有元利夫さんの「MAGIC 占いの部屋」の真作((C)Yoko Arimoto)
有元利夫さんの「MAGIC 占いの部屋」の真作((C)Yoko Arimoto)

 日本画の大家、平山郁夫らの絵画を基にした版画の偽作が大量に流通した事件で、人気画家として知られる有元利夫の版画6作品の偽作も流通していたことが9日、関係者への取材で分かった。平山らの偽作をめぐり業界団体が調査委員会を立ち上げ今後、全容把握に乗り出す。一方、著作権法違反容疑で捜査している警視庁も関連を調べる。

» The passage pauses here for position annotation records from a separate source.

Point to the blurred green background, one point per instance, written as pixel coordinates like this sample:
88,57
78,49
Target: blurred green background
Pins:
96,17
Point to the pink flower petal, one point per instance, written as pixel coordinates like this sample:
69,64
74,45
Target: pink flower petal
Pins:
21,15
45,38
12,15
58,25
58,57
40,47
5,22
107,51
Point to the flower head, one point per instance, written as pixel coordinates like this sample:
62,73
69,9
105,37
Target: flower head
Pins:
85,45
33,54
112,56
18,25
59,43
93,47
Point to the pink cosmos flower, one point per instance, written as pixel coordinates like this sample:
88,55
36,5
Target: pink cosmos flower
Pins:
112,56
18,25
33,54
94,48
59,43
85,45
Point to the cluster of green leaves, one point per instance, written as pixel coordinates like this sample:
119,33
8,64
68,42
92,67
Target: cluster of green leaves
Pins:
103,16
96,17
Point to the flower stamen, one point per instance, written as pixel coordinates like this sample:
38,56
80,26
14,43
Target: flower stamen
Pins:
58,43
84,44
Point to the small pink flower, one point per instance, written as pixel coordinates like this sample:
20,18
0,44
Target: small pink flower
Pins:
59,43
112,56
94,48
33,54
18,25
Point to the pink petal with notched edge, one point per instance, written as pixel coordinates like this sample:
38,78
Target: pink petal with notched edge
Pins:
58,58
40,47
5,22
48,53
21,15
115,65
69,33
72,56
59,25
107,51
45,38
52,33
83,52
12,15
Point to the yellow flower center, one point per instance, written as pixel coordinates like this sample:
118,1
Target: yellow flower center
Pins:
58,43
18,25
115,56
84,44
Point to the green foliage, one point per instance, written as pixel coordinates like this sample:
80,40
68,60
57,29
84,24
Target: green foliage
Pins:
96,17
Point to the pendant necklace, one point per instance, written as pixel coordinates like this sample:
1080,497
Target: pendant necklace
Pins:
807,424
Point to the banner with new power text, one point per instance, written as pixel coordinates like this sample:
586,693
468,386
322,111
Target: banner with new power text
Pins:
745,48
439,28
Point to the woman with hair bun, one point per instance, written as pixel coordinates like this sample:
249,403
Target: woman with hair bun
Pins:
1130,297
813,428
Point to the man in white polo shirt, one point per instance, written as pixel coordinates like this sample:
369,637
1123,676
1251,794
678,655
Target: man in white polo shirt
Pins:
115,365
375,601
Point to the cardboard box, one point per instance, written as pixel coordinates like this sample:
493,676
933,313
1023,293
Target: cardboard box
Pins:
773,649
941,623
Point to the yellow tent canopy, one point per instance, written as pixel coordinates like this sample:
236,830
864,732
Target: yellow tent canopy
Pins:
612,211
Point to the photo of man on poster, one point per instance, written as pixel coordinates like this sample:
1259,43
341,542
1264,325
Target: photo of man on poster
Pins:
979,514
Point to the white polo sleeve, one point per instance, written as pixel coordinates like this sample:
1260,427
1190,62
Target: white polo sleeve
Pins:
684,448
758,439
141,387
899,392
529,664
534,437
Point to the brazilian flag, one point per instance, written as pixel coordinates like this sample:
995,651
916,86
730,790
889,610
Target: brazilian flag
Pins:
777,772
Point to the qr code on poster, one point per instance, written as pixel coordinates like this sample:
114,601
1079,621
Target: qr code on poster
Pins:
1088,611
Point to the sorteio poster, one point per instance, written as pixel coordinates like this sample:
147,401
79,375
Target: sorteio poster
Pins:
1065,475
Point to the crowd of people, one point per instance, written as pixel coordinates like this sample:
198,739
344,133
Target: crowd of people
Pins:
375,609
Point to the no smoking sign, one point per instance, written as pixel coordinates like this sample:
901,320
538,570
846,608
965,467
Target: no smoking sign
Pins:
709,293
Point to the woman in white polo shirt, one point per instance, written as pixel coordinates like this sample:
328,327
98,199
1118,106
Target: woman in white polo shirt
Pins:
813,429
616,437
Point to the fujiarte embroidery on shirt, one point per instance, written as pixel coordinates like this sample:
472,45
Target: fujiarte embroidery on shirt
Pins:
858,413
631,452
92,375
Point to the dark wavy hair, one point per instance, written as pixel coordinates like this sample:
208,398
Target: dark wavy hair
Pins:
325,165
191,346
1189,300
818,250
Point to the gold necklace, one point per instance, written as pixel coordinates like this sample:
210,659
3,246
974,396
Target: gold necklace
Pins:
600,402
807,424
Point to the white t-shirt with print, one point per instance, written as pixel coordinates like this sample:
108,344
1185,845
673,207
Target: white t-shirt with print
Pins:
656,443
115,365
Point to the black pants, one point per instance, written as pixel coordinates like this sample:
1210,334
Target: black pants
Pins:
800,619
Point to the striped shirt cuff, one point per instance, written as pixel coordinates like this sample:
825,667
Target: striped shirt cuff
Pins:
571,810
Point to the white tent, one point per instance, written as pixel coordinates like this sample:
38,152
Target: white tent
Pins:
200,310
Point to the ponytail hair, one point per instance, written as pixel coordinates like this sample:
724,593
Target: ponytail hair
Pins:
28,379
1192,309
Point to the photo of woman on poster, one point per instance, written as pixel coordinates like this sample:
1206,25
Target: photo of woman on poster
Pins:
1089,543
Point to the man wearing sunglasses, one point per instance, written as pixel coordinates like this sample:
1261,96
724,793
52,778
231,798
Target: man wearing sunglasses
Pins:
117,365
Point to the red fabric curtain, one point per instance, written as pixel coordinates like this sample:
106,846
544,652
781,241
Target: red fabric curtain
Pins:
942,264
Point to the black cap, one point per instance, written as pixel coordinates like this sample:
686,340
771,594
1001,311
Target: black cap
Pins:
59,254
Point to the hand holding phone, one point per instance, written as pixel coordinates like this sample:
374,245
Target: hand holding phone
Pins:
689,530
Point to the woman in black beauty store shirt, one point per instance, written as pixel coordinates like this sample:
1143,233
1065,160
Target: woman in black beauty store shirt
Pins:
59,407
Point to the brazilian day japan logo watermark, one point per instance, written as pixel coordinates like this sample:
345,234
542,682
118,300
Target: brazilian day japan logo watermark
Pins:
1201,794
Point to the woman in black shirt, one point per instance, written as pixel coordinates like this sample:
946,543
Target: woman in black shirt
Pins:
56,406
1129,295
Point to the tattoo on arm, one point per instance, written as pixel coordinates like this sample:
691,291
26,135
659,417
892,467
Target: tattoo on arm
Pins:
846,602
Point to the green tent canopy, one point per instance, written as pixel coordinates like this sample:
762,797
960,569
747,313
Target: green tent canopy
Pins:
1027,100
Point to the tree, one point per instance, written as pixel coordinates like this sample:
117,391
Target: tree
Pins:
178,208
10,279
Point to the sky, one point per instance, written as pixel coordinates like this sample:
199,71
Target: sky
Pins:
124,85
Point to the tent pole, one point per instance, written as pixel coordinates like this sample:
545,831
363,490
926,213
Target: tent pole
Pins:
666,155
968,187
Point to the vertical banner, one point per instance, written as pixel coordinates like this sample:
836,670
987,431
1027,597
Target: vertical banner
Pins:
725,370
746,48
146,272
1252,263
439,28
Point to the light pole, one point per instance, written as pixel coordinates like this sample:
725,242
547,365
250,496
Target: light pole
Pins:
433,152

 有元の遺族や専門家らによる「有元利夫作品鑑定委員会」によると、流通した偽作は昭和50年代に製作された「赤い部屋」「MAGIC 占いの部屋」など6作品で、アルミ板などに描かれた絵を刷る「リトグラフ」。昨年11月、有名画家の偽作が流通しているとの情報を受け調査した結果、紙の質感や色合いが真作と異なり、偽の有元のサインがついた偽作を確認した。

 同委員会は同年12月、ホームページで事実を公表。注意を呼びかけ、作品の鑑定を請け負う一方、購入者の相談窓口を設ける。

 有元は昭和21年生まれ。東京芸大在学中に訪れたイタリアでフレスコ画に触発され、壁画を思わせる味わいのある独自技法を確立。短期間に名作を次々と描いたが、38歳で死去した。